Integrariam o sistema público não apenas os canais atualmente geridos pela Empresa Brasil de Comunicação (EBC), mas também os educativos estaduais, os universitários e comunitários. Para o jornalista Jonas Valente, pesquisador sobre o sistema público de comunicação, a Lei da Mídia Democrática é um avanço em relação à legislação atual em vigor. “A lei que criou a EBC trata da radiodifusão pública somente no âmbito do Poder Executivo Federal ou da administração indireta. A Lei da Mídia Democrática avança ao incluir as comunitárias e educativas e ao garantir a participação da sociedade na sua gestão, além de estabelecer fontes de financiamento capazes de garantir o funcionamento dessas emissoras”, aponta.

Valente se refere ao Fundo Nacional da Comunicação Pública, que seria composto por verbas do orçamento público estadual e federal, doações de pessoas físicas e jurídicas, pagamento pelas outorgas por parte das emissoras privadas, recursos advindos da Contribuição e Intervenção no Domínio Econômico (Cide) e por 25% da Contribuição para o Fomento da Radiodifusão Pública, prevista na Lei 11.625/2008, entre outras receitas. Do total do fundo, 25% seriam destinados às emissoras associativas e comunitárias.

José Luiz Sóter, coordenador executivo da Associação Brasileira de Radiodifusão Comunitária (Abraço), afirma que as rádios comunitárias sempre se colocaram como emissoras do campo público. Atualmente, há cinco mil comunitárias autorizadas operando no país – dessas, 4,7 mil com autorização definitiva. Mas ainda há um déficit de pelo menos 25 mil emissoras aguardando autorização. Para Paula Martins, diretora do escritório brasileiro da Artigo 19, entidade internacional que defende a liberdade de expressão, a discrepância de tratamento recebido por esses canais em relação às rádios comerciais é flagrante. “A legislação relativa à radiodifusão no Brasil é desatualizada técnica e tecnologicamente. Isso impede a existência de uma mídia plural e diversa e, por fim, todo o processo da liberdade de expressão”.

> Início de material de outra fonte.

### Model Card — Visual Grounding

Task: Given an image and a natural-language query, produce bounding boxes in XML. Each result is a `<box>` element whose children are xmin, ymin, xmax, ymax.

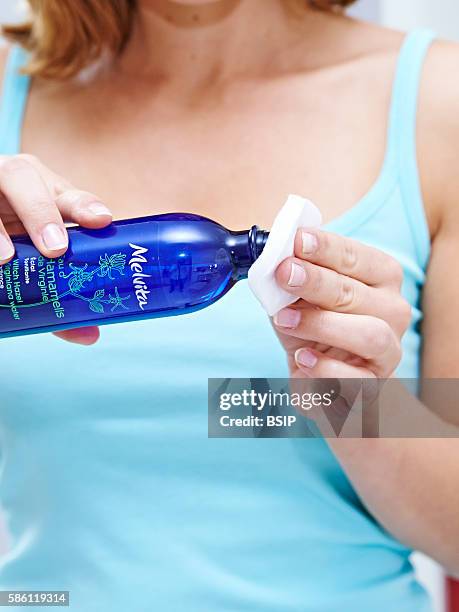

Já em relação ao sistema estatal, a Lei da Mídia Democrática o define como aquele formado por emissoras cuja finalidade principal seja a transmissão de atos dos poderes Executivo, Legislativo e Judiciário e aquelas controladas por instituições públicas vinculadas aos poderes do Estado nas três esferas da Federação que não atendam aos requisitos de gestão definidos para o sistema público.

Complementaridade contraria interesses dos magnatas da mídia

Para o professor Laurindo Lalo Leal Filho, da Universidade de São Paulo (USP), a predominância do modelo comercial de radiodifusão no Brasil não é obra do acaso, mas fruto de uma escolha feita ainda nos primórdios da história desse serviço no país. Para os europeus, por exemplo, foi o contrário: até a década de 80, a maioria nunca havia se deparado com uma radiodifusão mantida pela propaganda.

Laurindo Filho acredita que “o bloqueio ao acesso a uma rádio e a uma TV sem publicidade formou gerações alienadas”. Ele lembra que, afora tentativas regionais, como a da criação de uma TV educativa pela então prefeitura do Distrito Federal, no início dos anos 50, o único projeto de caráter nacional existente antes da atual TV Brasil girou em torno da Rádio Nacional do Rio de Janeiro. “O segundo governo Vargas chegou a outorgar uma concessão para seu funcionamento. No entanto, pressionado pelas mesmas forças conservadoras que o levaram à morte, ele não concretizou a iniciativa”. Sucessor de Vargas, Juscelino Kubitschek chegou a confirmar a outorga do canal 4 do Rio para a Nacional, em 1956, mas foi literalmente ameaçado pelo então coronel da mídia Assis Chateaubriand, poderoso dono do grupo Diários Associados.

Chatô teria ameaçado JK de jogar toda a sua rede de rádio, imprensa e televisão contra o governo se a Nacional recebesse também uma outorga de TV. “JK recuou, o Brasil perdeu a sua TV pública, mas quem ganhou não foi o Chatô. Em 1957, Juscelino passou a concessão para as Organizações Globo, que somente em 1965 colocariam sua emissora no ar”, conta o professor. O monopólio comercial da TV brasileira permaneceu intacto e, com ele, a possibilidade, naquela época, de constituição de um sistema público de radiodifusão que pudesse dar ao cenário midiático o equilíbrio hoje reivindicado.